Air carrier First Officer reported receiving an obstacle alert on approach to LGA when they descended below charted altitude because they had a wrong altimeter setting selected.
Synopsis
Air carrier First Officer reported receiving an obstacle alert on approach to LGA when they descended below charted altitude because they had a wrong altimeter setting selected.
Narrative
I was pilot monitoring on the RNAV 31 into LGA. After being vectored onto the final approach course the Captain and I were struggling to make out the field with the unfamiliarity of coming into LGA from this direction. Once I made the field; I noticed 4 red on the PAPI's and communicated we were low and recognized it was due to an improper altimeter setting. While communicating we got an 'obstacle' alert and immediately executed the escape maneuver and went around. After clean up we verified with ATC the new ATIS and altimeter setting; set up for another approach and conducted it without any issue.The altimeter setting we had in was 29.95 given by approach for the Philly area. Captain and I talked about how this was a threat because LGA was reporting much lower; 29.77. Once changing over to LGA Approach we were not given a new altimeter setting; but noticed aircraft were being handed off to a Final Approach Controller when crossing the field on the Proud2 arrival and expected the new altimeter setting to be given then.
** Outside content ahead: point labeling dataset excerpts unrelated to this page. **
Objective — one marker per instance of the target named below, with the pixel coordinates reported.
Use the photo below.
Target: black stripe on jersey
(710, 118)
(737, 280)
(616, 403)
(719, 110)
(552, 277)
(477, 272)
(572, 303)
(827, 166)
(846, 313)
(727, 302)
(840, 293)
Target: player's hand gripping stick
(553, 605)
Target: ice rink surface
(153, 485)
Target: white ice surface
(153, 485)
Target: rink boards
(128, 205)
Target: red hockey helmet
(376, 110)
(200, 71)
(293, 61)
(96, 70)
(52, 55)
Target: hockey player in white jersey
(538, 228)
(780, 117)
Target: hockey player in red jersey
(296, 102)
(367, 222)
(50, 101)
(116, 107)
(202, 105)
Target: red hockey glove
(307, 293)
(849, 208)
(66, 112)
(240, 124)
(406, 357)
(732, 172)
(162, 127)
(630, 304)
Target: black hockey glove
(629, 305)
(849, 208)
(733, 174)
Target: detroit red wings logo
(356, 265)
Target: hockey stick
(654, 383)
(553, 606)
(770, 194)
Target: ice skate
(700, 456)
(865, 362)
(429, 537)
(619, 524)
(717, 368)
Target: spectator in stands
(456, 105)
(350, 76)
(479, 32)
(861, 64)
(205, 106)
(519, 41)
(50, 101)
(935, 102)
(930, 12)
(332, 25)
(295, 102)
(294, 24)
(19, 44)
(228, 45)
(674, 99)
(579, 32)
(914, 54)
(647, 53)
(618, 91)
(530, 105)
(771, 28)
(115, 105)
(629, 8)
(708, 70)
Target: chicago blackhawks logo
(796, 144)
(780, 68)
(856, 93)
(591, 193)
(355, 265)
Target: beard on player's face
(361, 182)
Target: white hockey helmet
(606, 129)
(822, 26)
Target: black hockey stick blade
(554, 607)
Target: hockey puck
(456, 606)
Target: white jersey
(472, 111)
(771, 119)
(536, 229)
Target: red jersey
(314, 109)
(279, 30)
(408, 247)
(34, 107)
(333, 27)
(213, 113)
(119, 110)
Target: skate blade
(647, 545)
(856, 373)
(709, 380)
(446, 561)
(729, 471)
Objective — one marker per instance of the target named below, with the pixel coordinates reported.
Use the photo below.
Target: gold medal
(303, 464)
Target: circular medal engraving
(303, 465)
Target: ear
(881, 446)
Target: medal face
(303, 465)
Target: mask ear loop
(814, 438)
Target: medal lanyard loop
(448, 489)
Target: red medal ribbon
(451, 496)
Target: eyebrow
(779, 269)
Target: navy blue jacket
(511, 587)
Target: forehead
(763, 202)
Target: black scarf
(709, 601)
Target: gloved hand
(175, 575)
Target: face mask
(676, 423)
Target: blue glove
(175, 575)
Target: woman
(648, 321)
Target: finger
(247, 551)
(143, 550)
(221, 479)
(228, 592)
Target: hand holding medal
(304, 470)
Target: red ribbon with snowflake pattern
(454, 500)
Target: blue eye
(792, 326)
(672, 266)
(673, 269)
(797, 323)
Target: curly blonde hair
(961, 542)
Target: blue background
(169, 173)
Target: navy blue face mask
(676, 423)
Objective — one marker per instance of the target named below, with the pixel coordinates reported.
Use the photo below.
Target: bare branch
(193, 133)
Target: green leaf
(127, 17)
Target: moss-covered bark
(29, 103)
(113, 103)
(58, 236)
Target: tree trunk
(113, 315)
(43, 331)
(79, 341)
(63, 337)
Our Controller then took over vectoring arrivals onto the final approach course and that frequency change never came. It was bumpy and the winds aloft were causing the Controller to give us lots of heading changes as we were getting vectored around that I simply got task saturated and never went back to verifying the local altimeter setting prior to executing the approach.Suggestions: ATC should assist pilots and provide local altimeter settings when checking on with new areas.Add into the pilot monitoring flow for an approach to verify altimeter; as the last time this is done is going through FL180 on the descent checklist which in our case was far enough out we were still in Philadelphia's airspace.